Installing the numpy module in PyPy

Working on the High Performance Python book (mailing list here for our occasional announces) I’ve reinstalled PyPy a couple of times, each time I forget how to install the numpy module. Note that PyPy’s numpy is different and much smaller than CPython’s numpy. It does however work for smaller problems if you just need some of the core features (i.e. not the libs that numpy wraps). It used to be included in a branch, now it comes as a separate package.

I’m posting this as a reminder to myself and maybe as  a bit of help to another intrepid soul. The numpy PyPy install instructions are in this Nov 2013 blog post. You need to clone their numpy repo and then install it as a regular module using the “setup.py” that’s provided (it takes just a couple of minutes and installs fine). Download PyPy from here and just extract it somewhere.

Once you have pypy you’ll also need pip, follow the get-pip instructions and but use “bin/pypy get-pip.py” and it’ll install pip, you can then use “bin/pip install git+https://bitbucket.org/pypy/numpy.git” as per their instructions.

NOTE if you get “ImportError: No module named _numpypy” after all of this – maybe you’re using pypy3 – as of June 2015 pypy3 doesn’t support numpy.

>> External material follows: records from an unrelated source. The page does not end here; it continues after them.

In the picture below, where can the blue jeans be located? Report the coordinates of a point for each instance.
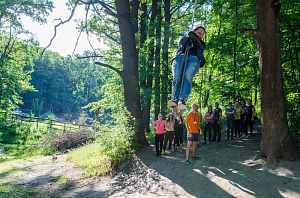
(192, 68)
(229, 128)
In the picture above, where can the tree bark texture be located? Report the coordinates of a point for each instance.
(166, 83)
(157, 83)
(129, 73)
(149, 83)
(276, 140)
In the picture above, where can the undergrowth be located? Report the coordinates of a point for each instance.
(114, 143)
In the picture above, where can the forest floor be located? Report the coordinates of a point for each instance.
(225, 169)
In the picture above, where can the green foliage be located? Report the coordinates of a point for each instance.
(10, 190)
(64, 84)
(16, 55)
(114, 143)
(23, 139)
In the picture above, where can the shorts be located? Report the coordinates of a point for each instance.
(193, 137)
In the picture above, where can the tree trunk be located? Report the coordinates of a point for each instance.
(149, 84)
(276, 140)
(166, 83)
(129, 73)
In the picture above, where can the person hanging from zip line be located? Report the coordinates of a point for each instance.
(185, 65)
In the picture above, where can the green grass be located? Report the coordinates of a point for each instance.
(92, 158)
(22, 140)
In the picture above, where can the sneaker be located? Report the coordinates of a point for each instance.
(188, 162)
(176, 110)
(172, 103)
(196, 158)
(181, 104)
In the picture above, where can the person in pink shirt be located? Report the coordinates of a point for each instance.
(159, 125)
(208, 124)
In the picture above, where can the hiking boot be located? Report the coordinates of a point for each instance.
(181, 104)
(196, 158)
(188, 162)
(176, 111)
(172, 103)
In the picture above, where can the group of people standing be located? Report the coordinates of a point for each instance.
(237, 120)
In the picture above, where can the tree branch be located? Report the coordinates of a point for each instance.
(108, 9)
(252, 32)
(93, 56)
(61, 23)
(109, 67)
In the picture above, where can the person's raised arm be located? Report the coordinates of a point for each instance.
(187, 126)
(154, 125)
(253, 112)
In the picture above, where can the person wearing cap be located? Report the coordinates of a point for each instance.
(159, 135)
(169, 135)
(194, 60)
(230, 120)
(178, 132)
(193, 127)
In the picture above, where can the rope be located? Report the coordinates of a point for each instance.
(179, 75)
(185, 58)
(194, 13)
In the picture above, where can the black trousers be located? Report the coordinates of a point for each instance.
(217, 131)
(169, 135)
(178, 135)
(208, 127)
(237, 127)
(250, 123)
(159, 141)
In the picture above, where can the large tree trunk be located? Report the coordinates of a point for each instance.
(276, 140)
(130, 67)
(166, 83)
(149, 83)
(157, 60)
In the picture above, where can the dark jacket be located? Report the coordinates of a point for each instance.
(187, 40)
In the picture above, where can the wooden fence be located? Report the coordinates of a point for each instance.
(51, 122)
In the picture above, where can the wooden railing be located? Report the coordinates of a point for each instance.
(51, 122)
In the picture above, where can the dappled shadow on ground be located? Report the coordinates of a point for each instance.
(225, 169)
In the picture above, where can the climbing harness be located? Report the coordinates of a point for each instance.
(184, 62)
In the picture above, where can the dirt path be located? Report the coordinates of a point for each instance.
(225, 170)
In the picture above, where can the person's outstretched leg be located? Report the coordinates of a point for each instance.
(192, 69)
(176, 67)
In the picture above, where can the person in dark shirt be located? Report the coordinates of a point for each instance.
(217, 123)
(249, 119)
(243, 115)
(230, 120)
(195, 59)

Having installed it I can:
$ ../bin/pypy 
Python 2.7.3 (87aa9de10f9c, Nov 24 2013, 18:48:13)
[PyPy 2.2.1 with GCC 4.6.3] on linux2
Type "help", "copyright", "credits" or "license" for more information.
And now for something completely different: ``it seems to me that once you
settle on an execution / object model and / or bytecode format, you've already
decided what languages (where the 's' seems superfluous) support is going to be
first class for''
>>>> import numpy as np
>>>> np.__version__
'1.8.0.dev-74707b0'

From here I can use the random module and do various vectorized operations, it isn’t as fast as CPython’s numpy for the Pi example I’m working but it does work. Does anyone know which parts offer comparable speed to its bigger brother?


Ian applies Data Science as an AI/Data Scientist for companies in ModelInsight and in his Mor Consulting, sign-up for Data Science tutorials in London. He also founded the image and text annotation API Annotate.io, lives in London and is a consumer of fine coffees.

8 Comments

  • John M. Camara
    Right now they are more concerned about numpy compatibility than speed so I'm not sure there are any features in the numpy implementation that are faster outside of the parts of numpy that are written purely in Python. I would expect, at this time, projects that only lightly use numpy features would see a speed up using PyPy. For a better answer to this you may want to have a chat with the PyPy devs on the #pypy irc channel. Talk to either fijal or rguillebert.
  • Hi John. I'm preparing some code for Fijal to diagnose the slower than expected running speed of my example, cheers.